Modern technology relies heavily on electromagnets to store information using magnetic recording devices. When you save data to the hard drive in your computer, for example, tiny, magnetized pieces of metal are embedded onto a disk in a pattern specific to the saved information. This data started life as binary digital computer language (0s and 1s). When you retrieve this information, the pattern is converted into the original binary pattern and translated into a usable form. So what makes this an electromagnet? The current running through the computer’s circuitry magnetizes those tiny bits of metal. This is the same principal used in tape recorders, VCRs and other tape-based media (and yes, some of you still own tape decks and VCRs). This is why magnets can sometimes wreak havoc on the memories of these devices.
Electromagnets also paved the way for really harnessing the potential of electricity in the first place. In electrical appliances, the motor moves because the current flowing from your wall socket produces a magnetic field. It’s not the electricity itself powering the motor, but the charge created by the magnet. The force of the magnet creates rotational movement, which means they rotate around a fixed point, similar to the way a tire rotates around an axle.
So, why not skip this process and just use the outlet to power the motor in the first place? Because the current required to power an appliance is quite large. Have you ever noticed how turning on a large appliance such as a television or a washing machine can sometimes cause the lights in your home to flicker? This is because the appliance is drawing a lot of energy initially, but that large amount is only needed to get the motor started. Once that happens, this cycle of electromagnetic induction takes over.
From household appliances, we’re moving up to some of the most complex machinery ever built to see how electromagnets are being used to unlock the origins of the universe. Particle accelerators are machines that propel charged particles toward one another at incredibly high speeds in order to observe what happens when they collide. These beams of subatomic particles are very precise and controlling their trajectory is critical so they don’t go off course and damage the machinery.
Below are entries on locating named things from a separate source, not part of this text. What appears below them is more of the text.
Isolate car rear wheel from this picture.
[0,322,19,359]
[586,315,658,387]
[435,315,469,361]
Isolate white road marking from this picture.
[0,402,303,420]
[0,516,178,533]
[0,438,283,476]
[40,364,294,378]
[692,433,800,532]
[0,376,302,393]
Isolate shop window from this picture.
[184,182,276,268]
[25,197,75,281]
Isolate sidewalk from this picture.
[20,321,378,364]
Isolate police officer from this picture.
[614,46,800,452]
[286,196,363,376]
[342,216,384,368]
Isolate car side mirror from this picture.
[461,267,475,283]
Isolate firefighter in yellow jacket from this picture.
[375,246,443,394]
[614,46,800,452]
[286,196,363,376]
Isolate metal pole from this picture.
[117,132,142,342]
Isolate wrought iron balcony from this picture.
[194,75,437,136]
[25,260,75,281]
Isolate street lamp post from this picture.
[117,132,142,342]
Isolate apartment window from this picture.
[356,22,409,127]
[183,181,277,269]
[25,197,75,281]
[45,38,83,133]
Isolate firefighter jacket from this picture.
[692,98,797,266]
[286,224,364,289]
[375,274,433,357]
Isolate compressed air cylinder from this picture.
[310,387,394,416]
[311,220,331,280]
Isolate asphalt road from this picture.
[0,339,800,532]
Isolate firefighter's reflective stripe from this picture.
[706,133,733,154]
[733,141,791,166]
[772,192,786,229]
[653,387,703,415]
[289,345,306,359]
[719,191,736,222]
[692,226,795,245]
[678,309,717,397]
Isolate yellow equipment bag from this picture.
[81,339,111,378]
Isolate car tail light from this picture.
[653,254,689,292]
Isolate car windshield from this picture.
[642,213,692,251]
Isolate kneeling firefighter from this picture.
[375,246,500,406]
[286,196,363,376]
This is where electromagnets come in. The magnets are positioned along the path of the colliding beams, and their magnetism is actually used to control their speed and trajectory.
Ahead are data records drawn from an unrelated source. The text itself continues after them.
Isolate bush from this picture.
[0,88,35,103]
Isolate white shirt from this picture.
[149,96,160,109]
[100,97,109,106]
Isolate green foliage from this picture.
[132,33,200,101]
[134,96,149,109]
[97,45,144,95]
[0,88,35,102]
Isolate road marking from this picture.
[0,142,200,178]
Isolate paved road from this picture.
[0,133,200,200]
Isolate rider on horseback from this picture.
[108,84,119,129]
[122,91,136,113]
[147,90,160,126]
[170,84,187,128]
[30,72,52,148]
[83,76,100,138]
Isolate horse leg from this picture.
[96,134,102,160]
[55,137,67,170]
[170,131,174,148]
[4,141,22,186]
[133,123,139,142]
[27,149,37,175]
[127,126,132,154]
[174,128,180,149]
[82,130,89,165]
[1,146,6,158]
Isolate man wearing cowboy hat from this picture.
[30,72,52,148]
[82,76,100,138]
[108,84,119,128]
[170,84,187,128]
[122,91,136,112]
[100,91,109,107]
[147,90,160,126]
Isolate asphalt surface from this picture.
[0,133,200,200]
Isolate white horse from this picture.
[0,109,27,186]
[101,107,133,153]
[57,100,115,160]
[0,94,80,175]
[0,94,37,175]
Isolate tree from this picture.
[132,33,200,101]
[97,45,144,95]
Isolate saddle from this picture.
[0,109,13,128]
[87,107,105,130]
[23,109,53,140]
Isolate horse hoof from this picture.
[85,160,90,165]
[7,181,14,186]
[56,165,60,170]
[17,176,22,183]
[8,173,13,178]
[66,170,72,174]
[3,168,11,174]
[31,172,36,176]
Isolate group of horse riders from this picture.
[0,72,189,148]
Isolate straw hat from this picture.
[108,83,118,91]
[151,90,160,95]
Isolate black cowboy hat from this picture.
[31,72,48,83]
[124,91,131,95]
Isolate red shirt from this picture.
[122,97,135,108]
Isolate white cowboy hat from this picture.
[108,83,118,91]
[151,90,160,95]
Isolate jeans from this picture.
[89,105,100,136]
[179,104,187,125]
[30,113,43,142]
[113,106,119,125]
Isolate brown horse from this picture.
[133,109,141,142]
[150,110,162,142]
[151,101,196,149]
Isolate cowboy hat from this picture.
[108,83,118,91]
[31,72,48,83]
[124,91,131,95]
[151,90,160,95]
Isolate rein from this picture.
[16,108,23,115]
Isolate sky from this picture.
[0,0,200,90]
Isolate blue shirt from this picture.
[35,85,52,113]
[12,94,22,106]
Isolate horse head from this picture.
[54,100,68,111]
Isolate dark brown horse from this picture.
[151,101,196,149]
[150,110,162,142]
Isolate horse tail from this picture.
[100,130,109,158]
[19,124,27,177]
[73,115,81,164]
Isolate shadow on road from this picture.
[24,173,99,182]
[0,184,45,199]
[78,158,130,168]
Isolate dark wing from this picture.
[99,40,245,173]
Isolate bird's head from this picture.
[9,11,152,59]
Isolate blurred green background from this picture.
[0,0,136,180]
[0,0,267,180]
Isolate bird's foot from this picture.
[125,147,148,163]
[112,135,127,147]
Not a bad resume for our friend the electromagnet, huh? From something you can create in your garage to operating the tools that scientists and engineers are using to decipher the origins of the universe, electromagnets have a pretty important role in the world around us.
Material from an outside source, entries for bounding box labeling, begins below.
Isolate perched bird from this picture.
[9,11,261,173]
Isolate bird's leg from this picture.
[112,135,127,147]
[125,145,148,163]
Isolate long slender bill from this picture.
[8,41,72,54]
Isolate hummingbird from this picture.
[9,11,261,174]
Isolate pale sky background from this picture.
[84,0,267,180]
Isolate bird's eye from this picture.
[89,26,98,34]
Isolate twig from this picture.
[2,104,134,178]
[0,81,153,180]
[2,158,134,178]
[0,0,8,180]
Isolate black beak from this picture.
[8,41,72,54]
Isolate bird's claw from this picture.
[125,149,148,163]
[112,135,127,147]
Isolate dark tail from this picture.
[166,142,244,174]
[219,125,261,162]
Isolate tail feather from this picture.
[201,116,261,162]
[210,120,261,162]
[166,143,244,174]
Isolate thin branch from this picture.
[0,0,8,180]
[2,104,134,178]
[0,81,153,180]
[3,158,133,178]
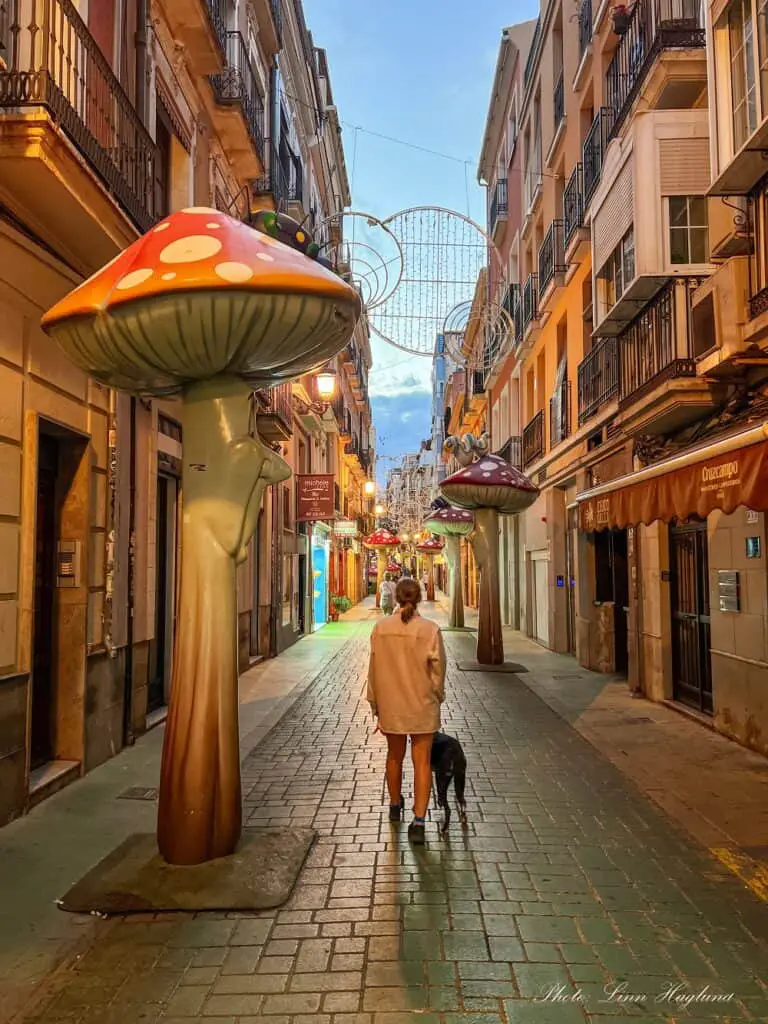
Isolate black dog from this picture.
[431,732,467,833]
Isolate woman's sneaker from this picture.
[408,821,424,846]
[389,797,406,824]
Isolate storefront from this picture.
[311,522,331,630]
[578,424,768,754]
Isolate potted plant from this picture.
[331,594,352,623]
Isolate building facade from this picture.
[0,0,370,821]
[468,0,768,753]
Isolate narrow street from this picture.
[0,606,768,1024]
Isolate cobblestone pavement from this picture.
[16,624,768,1024]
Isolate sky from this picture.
[304,0,538,480]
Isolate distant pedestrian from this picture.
[368,580,445,845]
[380,572,395,615]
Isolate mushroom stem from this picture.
[445,537,464,629]
[158,378,290,864]
[426,555,434,601]
[472,508,504,665]
[376,548,387,608]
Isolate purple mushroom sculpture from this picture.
[440,454,539,665]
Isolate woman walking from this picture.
[368,580,445,845]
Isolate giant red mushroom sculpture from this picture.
[424,505,475,630]
[416,534,443,601]
[43,207,360,864]
[440,455,539,665]
[362,526,400,608]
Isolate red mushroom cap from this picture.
[42,207,360,394]
[424,505,475,537]
[416,537,443,555]
[440,455,539,515]
[362,527,400,548]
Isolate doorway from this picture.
[30,433,60,771]
[670,519,713,715]
[146,473,178,715]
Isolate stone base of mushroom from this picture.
[158,378,291,864]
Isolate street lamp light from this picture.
[314,370,336,402]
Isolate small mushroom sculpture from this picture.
[440,446,539,665]
[424,503,475,630]
[362,526,400,608]
[42,207,360,864]
[416,535,443,601]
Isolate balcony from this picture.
[210,32,265,178]
[616,278,721,434]
[582,106,613,211]
[0,0,156,273]
[253,146,307,214]
[496,434,522,469]
[522,411,544,469]
[539,220,565,301]
[488,178,509,241]
[605,0,707,145]
[522,273,539,332]
[577,338,618,427]
[549,379,570,449]
[255,384,293,442]
[160,0,227,75]
[562,164,590,263]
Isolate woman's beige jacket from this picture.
[368,608,445,735]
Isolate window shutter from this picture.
[658,138,711,196]
[593,159,634,270]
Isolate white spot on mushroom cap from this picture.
[214,262,253,284]
[115,267,152,292]
[160,234,222,263]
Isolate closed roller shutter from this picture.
[593,158,634,270]
[658,138,711,196]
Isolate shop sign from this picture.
[334,519,357,537]
[296,473,334,522]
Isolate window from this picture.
[598,226,635,311]
[669,196,710,263]
[728,0,757,150]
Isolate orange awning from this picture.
[577,423,768,531]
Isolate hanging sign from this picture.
[296,473,334,522]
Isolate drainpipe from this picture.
[123,397,136,746]
[134,0,148,125]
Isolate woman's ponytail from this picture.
[394,580,421,623]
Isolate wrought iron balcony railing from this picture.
[522,410,544,468]
[496,434,522,469]
[522,273,539,331]
[549,379,570,447]
[562,164,584,249]
[211,32,265,164]
[553,69,565,131]
[618,278,699,404]
[579,0,592,57]
[582,106,613,209]
[605,0,706,142]
[0,0,157,231]
[489,178,509,234]
[577,338,618,427]
[539,220,565,298]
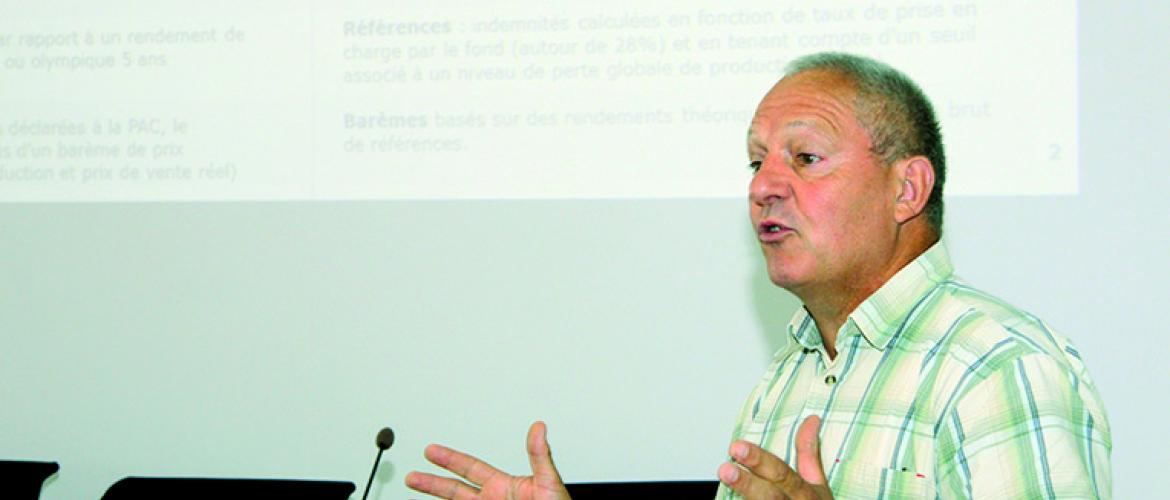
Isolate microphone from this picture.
[362,427,394,500]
DIY Electromagnets and Experiments to Try
Electromagnets are easy to make; just a few pieces of hardware and a power supply gets you on your way. First, you’ll need the following items:
one iron nail, at least 6 inches (15 centimeters) in length
a length of 22-gauge insulated copper wire
one D-cell battery
Once you have these items, remove the insulation from each end of the copper wire, just enough to provide a good connection with the battery. Wrap the wire around the nail; the tighter you can wrap it, the more powerful the magnetic field will be. Finally, connect the battery by attaching one end of the wire to the positive terminal and one to the negative terminal (it doesn’t matter which end of the wire gets paired with which terminal). Presto! A working electromagnet.